Gradient will invest in 10 to 15 deals this year and will typically commit $1 million to $8 million in each, said Anna Patterson, founder and managing director of the firm.
"If we're really going to help AI happen faster, we needed to be more involved in the community," said Patterson, who's spent about a decade at Google working on Android, search, advertising and AI. "That's why we decided to do this -- to spur innovation in the AI space."
But Gradient isn't just another Silicon Valley funding source for start-ups, or even a typical corporate venture capital group. Alphabet already has GV (formerly Google Ventures), which backs start-ups at all stages, and CapitalG (formerly Google Capital), which invests in later-stage companies.
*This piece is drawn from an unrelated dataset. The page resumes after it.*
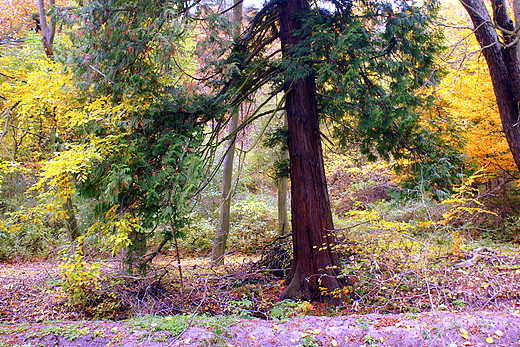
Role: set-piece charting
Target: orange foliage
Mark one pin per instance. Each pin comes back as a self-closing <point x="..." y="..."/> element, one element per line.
<point x="472" y="102"/>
Gradient portfolio companies will have the opportunity to receive advanced AI training from Google. They can also have a Google engineer work onsite and provide assistance as needed for a set period of time, said Patterson.
"If you go to an AI conference now, when start-ups talk, they get up there and they say kind of heroic things about how they've acquired talent," Patterson said. "I realized that we could really help there."
The details haven't been fully ironed out, but the idea is to have a Google engineer do a rotation for six months -- or perhaps longer if a project needs more time -- and potentially have the engineer split time across multiple portfolio companies.
Patterson, who spent three years as co-founder and president of search start-up Cuil, said that Google engineers "would love to have a super-productive break."
Start-ups already participating in the program include Aurima, Cape, Cogniac and Dyndrite. Last month, Algorithmia said it received backing from Google's AI venture group, although the name of the firm had yet to be revealed.
Another perk is that portfolio companies will be able to access vast swaths of training data that Google has accumulated to train their own AI systems.
That's a meaningful perk for Cape, a start-up that runs an online service for remotely controlling drones. The additional data will help Cape in its security and asset inspection work, said Louis Gresham, the company's co-founder and operating chief.
Google is the sole investor in Gradient. GV did 63 deals last year, while CapitalG did six, according to data from PitchBook. Ankit Jain and Shabih Rizvi are Gradient's other partners.
While some start-ups will surely welcome the extra help that comes with having a Google engineer temporarily on board, others might be concerned about compromising their valuable intellectual property.
Patterson stressed that there will be an agreement expressly forbidding Google employees from bringing that IP back in-house. And Patterson said that seasoned entrepreneurs are welcoming the Google help.
"The pitch has resonated more with more experienced entrepreneurs," she said.